Don’t make teacher appreciation week into an obligation. Receiving the same “World’s Best Teacher” mug as every other instructor doesn’t really make someone feel special. So how do you sincerely show teachers you care?
How to Celebrate Teacher Appreciation Week
Popular psychology talks about expressing gratitude as a way to improve your happiness. But your goal here isn’t to make yourself feel better, it’s to show teachers and staff you value them. That takes some thought and effort.
People communicate in different ways. What feels meaningful to one person leaves another feeling like you phoned it in.
That’s why gifts aren’t always the answer. You have a full week to mix and match several of these great ideas for teacher appreciation.
1. Post on Social Media
Social media can make your gratitude public. Post a thank you to your instructors and invite people to comment or share an emoji in response.
You can grab some digital tools from the National PTA. The content in their Teacher Appreciation Week toolkit is mostly aimed at K-12 teachers, so it might not fit your instructors. But you can use it for inspiration to make your own thank you graphics.
2. Highlight the achievements of individual instructors
A general thank you is nice. Recognizing what one person did is nicer. You can post to your website or social media thanking teachers for specific things they’ve done. If you have a physical classroom, posters, banners, and other displays can both embarrass and delight teachers.

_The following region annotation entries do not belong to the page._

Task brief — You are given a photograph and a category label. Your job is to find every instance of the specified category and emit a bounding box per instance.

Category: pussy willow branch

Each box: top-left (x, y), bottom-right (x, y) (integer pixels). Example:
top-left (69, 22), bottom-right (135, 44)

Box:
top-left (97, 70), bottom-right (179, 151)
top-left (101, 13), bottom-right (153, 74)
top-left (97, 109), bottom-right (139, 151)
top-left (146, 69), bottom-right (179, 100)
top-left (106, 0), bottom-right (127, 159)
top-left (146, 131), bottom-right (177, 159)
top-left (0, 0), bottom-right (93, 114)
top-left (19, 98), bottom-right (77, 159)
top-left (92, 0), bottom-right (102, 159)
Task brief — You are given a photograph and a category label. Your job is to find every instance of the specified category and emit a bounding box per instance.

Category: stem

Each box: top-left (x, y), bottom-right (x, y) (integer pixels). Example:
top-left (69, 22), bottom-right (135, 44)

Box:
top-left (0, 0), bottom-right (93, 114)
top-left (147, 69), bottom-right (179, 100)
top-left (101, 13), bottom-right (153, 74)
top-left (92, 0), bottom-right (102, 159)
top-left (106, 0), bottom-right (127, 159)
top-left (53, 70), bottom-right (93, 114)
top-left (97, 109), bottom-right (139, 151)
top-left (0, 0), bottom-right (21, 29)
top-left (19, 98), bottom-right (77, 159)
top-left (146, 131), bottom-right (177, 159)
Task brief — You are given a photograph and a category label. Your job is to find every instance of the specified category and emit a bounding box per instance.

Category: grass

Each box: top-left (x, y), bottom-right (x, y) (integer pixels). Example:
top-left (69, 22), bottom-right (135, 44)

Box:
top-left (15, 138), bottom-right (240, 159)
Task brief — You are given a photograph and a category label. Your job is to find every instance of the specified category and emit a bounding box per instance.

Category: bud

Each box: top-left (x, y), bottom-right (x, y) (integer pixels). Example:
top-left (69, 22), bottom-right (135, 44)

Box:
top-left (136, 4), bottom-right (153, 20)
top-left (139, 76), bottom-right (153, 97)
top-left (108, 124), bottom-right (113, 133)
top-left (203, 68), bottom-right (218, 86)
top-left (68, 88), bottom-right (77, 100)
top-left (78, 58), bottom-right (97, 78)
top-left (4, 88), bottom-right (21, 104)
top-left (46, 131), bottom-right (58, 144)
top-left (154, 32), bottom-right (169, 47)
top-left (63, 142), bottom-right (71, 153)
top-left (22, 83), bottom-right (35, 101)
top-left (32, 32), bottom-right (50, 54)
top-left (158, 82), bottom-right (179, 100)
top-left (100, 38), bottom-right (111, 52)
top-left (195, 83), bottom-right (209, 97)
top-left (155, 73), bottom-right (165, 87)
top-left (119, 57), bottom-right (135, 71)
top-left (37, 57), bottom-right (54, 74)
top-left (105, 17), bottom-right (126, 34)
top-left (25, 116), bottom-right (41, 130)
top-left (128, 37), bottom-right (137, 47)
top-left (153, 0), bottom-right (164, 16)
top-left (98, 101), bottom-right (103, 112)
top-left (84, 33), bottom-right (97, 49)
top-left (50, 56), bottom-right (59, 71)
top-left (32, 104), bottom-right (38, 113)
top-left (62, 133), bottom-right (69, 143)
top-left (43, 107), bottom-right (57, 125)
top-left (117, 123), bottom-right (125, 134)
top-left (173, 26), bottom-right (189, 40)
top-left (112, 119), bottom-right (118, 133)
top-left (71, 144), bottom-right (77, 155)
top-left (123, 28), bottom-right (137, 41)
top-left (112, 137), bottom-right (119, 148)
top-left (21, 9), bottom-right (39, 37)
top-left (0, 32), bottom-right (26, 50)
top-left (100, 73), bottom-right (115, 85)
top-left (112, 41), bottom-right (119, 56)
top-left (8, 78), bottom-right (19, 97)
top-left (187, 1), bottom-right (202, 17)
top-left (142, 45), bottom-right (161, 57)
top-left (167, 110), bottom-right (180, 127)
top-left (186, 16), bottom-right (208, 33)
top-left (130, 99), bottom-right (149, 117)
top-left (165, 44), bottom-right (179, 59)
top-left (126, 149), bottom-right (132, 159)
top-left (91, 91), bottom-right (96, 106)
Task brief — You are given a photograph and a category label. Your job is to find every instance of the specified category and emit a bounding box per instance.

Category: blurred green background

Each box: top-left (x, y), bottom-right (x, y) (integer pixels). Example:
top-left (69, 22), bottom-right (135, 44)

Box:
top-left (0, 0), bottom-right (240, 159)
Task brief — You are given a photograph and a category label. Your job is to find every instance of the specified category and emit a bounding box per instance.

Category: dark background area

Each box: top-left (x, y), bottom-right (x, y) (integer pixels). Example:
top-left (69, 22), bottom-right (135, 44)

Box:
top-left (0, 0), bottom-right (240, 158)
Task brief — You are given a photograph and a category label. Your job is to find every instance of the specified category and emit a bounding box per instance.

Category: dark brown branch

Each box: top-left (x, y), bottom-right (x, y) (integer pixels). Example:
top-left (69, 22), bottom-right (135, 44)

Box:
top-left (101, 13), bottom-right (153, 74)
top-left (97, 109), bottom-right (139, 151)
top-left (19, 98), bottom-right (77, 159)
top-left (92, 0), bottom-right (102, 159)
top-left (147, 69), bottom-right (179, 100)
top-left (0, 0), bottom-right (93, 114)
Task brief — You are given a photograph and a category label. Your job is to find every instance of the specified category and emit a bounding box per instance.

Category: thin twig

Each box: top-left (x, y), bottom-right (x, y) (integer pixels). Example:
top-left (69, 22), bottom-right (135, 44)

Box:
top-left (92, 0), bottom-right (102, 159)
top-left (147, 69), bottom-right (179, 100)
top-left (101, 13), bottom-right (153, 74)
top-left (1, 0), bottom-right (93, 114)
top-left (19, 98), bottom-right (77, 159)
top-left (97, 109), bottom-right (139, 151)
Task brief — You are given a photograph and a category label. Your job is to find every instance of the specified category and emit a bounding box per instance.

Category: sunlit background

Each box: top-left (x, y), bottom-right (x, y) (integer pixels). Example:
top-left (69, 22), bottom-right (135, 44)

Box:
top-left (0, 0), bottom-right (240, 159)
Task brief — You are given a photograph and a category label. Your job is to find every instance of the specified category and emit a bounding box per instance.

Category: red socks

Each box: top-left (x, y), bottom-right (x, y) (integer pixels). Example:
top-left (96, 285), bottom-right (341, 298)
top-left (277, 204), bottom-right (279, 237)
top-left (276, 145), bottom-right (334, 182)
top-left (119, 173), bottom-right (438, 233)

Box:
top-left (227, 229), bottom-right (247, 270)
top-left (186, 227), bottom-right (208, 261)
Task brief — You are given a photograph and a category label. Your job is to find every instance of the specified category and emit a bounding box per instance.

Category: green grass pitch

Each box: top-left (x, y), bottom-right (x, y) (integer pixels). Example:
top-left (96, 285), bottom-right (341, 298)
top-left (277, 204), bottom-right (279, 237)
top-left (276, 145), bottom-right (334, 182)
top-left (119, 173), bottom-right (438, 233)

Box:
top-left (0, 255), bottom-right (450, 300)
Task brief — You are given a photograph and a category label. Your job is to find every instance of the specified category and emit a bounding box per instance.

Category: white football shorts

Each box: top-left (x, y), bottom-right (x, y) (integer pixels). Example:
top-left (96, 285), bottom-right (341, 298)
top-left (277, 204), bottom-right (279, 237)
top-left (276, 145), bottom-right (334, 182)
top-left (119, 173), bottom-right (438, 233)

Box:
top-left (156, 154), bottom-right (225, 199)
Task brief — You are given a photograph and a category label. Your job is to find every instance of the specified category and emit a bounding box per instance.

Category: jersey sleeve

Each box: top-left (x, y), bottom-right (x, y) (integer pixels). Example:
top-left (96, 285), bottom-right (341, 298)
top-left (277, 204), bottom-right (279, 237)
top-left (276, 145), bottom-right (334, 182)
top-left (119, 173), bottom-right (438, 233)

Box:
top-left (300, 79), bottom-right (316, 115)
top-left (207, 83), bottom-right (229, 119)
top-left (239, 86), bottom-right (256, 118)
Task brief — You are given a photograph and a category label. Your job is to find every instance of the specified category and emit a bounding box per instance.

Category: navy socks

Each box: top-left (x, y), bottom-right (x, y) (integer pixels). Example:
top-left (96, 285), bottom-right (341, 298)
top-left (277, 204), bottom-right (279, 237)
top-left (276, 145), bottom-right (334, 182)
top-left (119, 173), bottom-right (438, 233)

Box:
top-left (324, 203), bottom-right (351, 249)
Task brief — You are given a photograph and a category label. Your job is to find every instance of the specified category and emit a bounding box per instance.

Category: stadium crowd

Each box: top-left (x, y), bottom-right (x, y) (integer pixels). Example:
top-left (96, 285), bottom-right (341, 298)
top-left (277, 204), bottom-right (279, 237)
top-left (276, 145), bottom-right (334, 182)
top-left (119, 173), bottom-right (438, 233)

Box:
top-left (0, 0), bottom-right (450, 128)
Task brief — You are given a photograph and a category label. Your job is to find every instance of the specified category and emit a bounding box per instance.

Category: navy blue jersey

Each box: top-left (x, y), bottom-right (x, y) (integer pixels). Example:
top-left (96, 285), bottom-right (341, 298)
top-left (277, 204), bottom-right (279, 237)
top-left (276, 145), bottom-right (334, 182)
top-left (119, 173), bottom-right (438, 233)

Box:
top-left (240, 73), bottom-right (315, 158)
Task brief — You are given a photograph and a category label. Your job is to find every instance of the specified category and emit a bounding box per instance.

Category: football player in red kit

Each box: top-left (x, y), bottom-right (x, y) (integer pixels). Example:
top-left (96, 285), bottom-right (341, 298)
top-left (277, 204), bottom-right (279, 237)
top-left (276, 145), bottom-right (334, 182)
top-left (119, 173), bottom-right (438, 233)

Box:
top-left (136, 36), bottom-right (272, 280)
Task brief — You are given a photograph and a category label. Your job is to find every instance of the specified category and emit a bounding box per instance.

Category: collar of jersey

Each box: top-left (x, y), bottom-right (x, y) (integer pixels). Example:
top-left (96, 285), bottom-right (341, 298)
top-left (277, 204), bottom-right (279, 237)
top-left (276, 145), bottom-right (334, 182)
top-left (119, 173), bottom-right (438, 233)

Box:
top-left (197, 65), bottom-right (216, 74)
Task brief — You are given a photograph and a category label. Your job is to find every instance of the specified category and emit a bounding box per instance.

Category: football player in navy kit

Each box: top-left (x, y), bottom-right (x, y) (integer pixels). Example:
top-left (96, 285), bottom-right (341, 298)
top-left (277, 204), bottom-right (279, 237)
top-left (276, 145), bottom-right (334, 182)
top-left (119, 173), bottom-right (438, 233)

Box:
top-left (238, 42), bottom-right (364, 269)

3. Meet with instructors one-on-one to say thank you
Some people appreciate public displays of gratitude. Others enjoy being thanked personally and privately. A simple, “I want to thank you for all of your hard work this year,” can go a long way. Bonus points if you can mention a specific thing they did or challenge they overcame.
4. Gift cards make great teacher appreciation week gifts
If you have a budget set aside for small gifts, consider giving gift cards instead. It can be hard to guess what each person will like and want. Gift cards solve that problem.
Choose a vendor with wide appeal like Target or Amazon. Avoid restaurants and coffee shops since you can’t be certain every teacher frequents those places.
5. Host a thank you meal
Everyone loves free food. Host a thank you meal for teachers. Just, make sure it’s during their regular work hours and that it’s optional. People don’t want to be forced into being thanked, but they don’t want to give up their personal time to do it either.
6. Encourage students to get involved with teacher appreciation week
Hand-written notes of gratitude from students can mean a lot. After all, most instructors teach because they want to make a difference, help students, or share their love of the subject. Invite students to send letters, cards, and emails to their instructors.
Some gift ideas to avoid during teacher appreciation week
These gifts might sound like a good idea, but they can be problematic.
Coffee Mugs – Gifts like coffee mugs or water bottles sound great in theory. But people probably already own these things. If they already have a cabinet full of coffee mugs (as many people do) they may not appreciate another one.
Drinks and Candy – Coffee, chocolate, or alcohol present other issues. It might sound unbelievable, but some people don’t drink coffee. Many have reasons for not consuming alcohol. Certain dietary restrictions may not include chocolate.
Worse, these gifts can seem insincere. They’re the kind of gifts you give when you don’t know what to give. You want gifts that show your appreciation, not just check something off your to-do list.
Without teachers, CourseStorm wouldn’t exist. We know you work hard to share your knowledge. We are honored to help connect you and your programs with students who are ready to learn.
From CourseStorm to every teacher, instructor, professor and educator. Thank you!